【令和8年度】保育の公定価格・基準等見直し案をわかりやすく解説

令和8年度(2026年度)に向けて、保育の公定価格や基準等の大規模な見直しが進められています。この見直しは、少子化や人口減少が進む中で、保育政策を「量の拡大」から「質の向上」へと転換する重要な施策です。人件費の引き上げや新たな加算の創設、一方で要件を満たさない場合の減算強化など、園経営に大きな影響を与える内容が含まれています。本記事では、園長や経営者の皆様が押さえておくべきポイントを、わかりやすく体系的に解説します。
目次
令和8年度公定価格見直しの目的と期待される影響
令和8年度の公定価格見直しは、保育政策の大きな転換点となる改革です。ここでは、見直しの背景から具体的な影響まで、全体像を把握していきましょう。
見直しの背景と政策的狙い
これまでの保育政策は、待機児童の解消を最優先課題として「量の拡大」に重点を置いてきました。保育施設の整備や定員拡大が急速に進められた結果、多くの地域で待機児童問題は改善傾向にあります。
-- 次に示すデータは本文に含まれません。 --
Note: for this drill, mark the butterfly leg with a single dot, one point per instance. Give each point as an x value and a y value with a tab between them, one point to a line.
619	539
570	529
しかし、人口減少局面に入った現在、政策の方向性を見直す必要性が高まっています。令和8年度からは「地域ニーズに対応した質の高い保育の確保」「全ての子ども・家庭への支援推進」「人材確保とテクノロジー活用による業務改善」の3本柱へと政策が転換されます。
3本柱の一つである「質の向上」を具体化する施策として、新たに「チーム保育推進加算(仮称)」の創設が検討されています。これは、保育士一人に責任を負わせる従来の体制から、短時間職員や周辺業務を担う支援員と連携し、組織全体で子どもを見守る「チーム体制」を評価するものです。
このチーム保育を形骸化させず、実効性のあるものにするためには、職種を越えた円滑な情報共有が欠かせません。「誰が、いつ、どのような気づきを得たか」をリアルタイムで記録・共有できるICT環境を整えることは、現場の負担を減らしながら、国が求める「質の高い保育」を実現するための強力な武器になると考えます。
子ども・子育て支援制度との整合性
今回の見直しは、子ども・子育て支援制度全体の改革と連動して進められています。こども家庭庁が司令塔となり、保育・幼児教育の質向上と子育て支援の充実を一体的に推進する方針です。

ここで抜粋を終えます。